The AI research organization LAION has sent an open letter to the European Parliament recommending that regulatory efforts in the AI sector should encourage the use of open source AI models. LAION’s datasets are widely used to train AI models.
Open-source AI models offer greater safety, accountability, reproducibility, and robustness than closed-source models because of their transparency, according to the letter, which is supported by the European Laboratory for Learning and Intelligent Systems and several other leading AI developers and researchers.
The letter suggests that the use of open-source models can foster innovation, particularly in small and medium-sized enterprises, minimize redundant training runs, be more environmentally friendly, and address global challenges in areas such as health and climate change.
The benefits of open-source AI models
The transparency of open-source AI also allows for extensive community review and helps identify and address security vulnerabilities earlier than is possible with closed systems, LAION says, citing Linux as a positive example.
Reproducible and transparent open-source models enable independent validation of AI results, ensuring trust and scientific integrity.
Focusing regulatory efforts on AI applications rather than enabling technologies could preserve the benefits of open-source models without stifling innovation, the letter argues.
This proposal is likely motivated by the fact that it can be difficult for smaller companies or open-source movements to comply with complex regulatory requirements if they want to develop new AI technologies without immediate commercial intent.
The authors also recommend that commercial companies should be incentivized to open source their basic models, while retaining ownership of fine-tuned versions for industry-specific applications. This strategy would allow broader access to the underlying models without compromising commercial competitiveness.
Meta currently appears to be following this strategy with its Llama models, but other AI technology companies such as Google, OpenAI, and Microsoft are strictly following the closed-source principle.
OpenLM aims to make AI training more efficient
LAION also introduces OpenLM, a new PyTorch codebase for efficient training of medium-sized language models. OpenLM is designed to fully utilize GPU resources, increase training speed, and is easily adaptable to new research and development projects, according to LAION.
For testing, LAION trained the OpenLM-1B and OpenLM-7B language models with a large set of text tokens (1.6 trillion and 1.25 trillion, respectively). A token is a single unit of data that, when assembled, forms a larger unit of data, similar to sentences composed of words, letters, and punctuation.
For tasks such as zero-shot text classification and multiple-choice, the OpenLM models are expected to outperform open-source alternatives such as OPT-1.3B and Pythia-1B, and achieve performance on par with LLAMA-7B and MPT-7B. Laion releases the language models and training datasets on Huggingface.
LAION’s petition for an international open-source AI supercomputer
In addition to the open letter, LAION launched a petition back in April to establish a publicly funded supercomputer to support international open-source AI research and development. The petition collected 3,627 signatures.
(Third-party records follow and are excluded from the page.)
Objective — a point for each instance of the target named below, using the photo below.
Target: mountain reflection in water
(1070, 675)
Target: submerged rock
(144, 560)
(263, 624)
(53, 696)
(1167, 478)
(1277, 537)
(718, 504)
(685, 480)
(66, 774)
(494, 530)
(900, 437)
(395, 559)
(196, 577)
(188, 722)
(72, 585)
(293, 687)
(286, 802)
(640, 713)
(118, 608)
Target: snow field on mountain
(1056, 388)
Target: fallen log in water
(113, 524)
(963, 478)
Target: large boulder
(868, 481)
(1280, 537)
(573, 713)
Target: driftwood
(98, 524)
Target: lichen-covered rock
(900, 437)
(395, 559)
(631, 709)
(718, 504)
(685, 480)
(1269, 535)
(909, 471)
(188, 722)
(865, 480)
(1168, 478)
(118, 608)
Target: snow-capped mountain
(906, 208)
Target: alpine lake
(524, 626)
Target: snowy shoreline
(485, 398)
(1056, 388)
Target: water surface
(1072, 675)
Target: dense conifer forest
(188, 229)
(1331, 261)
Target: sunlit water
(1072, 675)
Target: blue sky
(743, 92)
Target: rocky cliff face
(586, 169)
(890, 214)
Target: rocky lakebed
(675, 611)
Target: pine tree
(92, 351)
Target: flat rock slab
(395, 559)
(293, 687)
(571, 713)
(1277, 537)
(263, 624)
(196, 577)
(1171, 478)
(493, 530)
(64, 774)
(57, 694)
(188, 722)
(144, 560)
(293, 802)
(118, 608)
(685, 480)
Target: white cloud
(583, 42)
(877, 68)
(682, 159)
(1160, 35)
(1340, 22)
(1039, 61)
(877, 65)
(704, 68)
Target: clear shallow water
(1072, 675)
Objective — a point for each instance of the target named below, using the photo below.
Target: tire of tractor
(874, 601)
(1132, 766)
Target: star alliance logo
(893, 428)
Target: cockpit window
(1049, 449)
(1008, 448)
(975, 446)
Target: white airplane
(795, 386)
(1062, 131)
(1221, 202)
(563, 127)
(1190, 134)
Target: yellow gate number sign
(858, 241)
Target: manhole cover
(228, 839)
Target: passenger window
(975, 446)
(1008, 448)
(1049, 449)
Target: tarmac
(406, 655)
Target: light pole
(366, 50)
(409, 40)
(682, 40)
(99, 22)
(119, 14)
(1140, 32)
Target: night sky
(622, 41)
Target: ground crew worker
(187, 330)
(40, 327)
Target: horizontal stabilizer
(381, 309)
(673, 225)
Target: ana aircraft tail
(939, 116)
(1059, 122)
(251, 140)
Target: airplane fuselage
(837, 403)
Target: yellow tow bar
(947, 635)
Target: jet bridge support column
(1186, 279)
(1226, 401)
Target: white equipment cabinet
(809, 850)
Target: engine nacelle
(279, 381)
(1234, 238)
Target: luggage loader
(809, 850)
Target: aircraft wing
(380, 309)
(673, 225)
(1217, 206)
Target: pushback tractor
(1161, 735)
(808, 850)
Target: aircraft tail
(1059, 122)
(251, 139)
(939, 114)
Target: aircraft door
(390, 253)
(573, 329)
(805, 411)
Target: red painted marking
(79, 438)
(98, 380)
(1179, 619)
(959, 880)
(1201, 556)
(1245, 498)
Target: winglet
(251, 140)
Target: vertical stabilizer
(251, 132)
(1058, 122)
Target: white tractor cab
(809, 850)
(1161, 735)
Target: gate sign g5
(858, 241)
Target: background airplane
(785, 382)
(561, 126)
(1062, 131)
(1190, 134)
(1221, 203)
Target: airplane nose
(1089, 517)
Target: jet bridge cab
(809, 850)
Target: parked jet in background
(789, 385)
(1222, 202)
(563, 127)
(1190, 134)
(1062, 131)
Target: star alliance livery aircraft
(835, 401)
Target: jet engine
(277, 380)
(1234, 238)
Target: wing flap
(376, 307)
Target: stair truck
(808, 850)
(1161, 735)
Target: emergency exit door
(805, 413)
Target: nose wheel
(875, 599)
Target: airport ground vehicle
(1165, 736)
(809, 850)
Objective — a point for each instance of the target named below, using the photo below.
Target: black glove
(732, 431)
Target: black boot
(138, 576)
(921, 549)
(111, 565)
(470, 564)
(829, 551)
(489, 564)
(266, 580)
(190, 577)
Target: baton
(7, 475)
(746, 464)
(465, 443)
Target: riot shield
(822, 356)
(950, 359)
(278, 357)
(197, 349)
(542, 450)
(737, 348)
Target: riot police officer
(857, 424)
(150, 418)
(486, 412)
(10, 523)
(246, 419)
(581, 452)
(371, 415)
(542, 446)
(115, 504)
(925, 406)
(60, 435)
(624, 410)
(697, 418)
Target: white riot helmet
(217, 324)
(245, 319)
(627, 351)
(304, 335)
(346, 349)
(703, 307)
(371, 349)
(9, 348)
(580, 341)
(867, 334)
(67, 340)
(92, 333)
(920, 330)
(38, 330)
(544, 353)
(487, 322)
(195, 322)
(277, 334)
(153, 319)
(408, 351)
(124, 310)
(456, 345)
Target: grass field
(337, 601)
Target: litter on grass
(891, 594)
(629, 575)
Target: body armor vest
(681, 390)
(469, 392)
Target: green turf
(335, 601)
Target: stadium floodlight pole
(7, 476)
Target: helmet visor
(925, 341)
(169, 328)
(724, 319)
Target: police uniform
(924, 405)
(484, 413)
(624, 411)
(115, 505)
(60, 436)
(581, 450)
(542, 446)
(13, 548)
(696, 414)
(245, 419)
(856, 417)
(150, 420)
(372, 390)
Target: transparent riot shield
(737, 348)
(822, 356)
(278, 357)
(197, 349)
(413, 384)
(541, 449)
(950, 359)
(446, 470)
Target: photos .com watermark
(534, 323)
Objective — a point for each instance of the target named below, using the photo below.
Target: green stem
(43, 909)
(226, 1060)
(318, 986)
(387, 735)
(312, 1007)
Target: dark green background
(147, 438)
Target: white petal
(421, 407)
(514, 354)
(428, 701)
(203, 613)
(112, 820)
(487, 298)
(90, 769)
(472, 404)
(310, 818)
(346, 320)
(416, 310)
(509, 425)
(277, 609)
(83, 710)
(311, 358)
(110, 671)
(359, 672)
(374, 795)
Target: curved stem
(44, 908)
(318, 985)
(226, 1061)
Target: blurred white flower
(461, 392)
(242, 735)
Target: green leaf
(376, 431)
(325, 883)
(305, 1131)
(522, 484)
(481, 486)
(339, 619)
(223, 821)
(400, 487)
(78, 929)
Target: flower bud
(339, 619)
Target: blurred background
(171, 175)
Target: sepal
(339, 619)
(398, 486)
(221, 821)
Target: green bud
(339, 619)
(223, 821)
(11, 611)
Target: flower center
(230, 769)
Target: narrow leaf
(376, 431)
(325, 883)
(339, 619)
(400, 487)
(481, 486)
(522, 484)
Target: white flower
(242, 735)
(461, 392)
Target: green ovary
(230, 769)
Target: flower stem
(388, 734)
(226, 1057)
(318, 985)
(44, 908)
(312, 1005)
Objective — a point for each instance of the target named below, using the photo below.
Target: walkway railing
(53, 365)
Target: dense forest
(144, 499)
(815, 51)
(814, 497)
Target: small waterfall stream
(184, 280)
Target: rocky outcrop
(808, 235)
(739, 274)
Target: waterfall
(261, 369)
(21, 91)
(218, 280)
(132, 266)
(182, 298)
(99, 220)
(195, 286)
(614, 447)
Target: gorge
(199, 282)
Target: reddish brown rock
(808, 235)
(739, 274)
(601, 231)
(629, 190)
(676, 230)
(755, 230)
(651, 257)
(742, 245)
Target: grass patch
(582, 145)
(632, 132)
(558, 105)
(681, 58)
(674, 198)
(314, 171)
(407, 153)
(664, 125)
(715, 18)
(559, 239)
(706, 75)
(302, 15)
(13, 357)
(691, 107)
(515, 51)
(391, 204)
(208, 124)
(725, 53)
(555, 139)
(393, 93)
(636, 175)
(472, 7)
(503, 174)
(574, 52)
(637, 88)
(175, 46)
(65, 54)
The proposal aims to ensure technological independence from large technology corporations. The proposed supercomputer would support the development of fundamental open-source AI models and provide the necessary infrastructure for a transparent future of AI.
Laion recently won “The Falling Walls Science Breakthrough of the Year Award” in the Science and Innovation Management category for “democratizing AI research by providing open access to advanced AI models, tools, and datasets, fostering public engagement and awareness, and promoting international collaboration to create a transparent and inclusive AI ecosystem that benefits everyone.”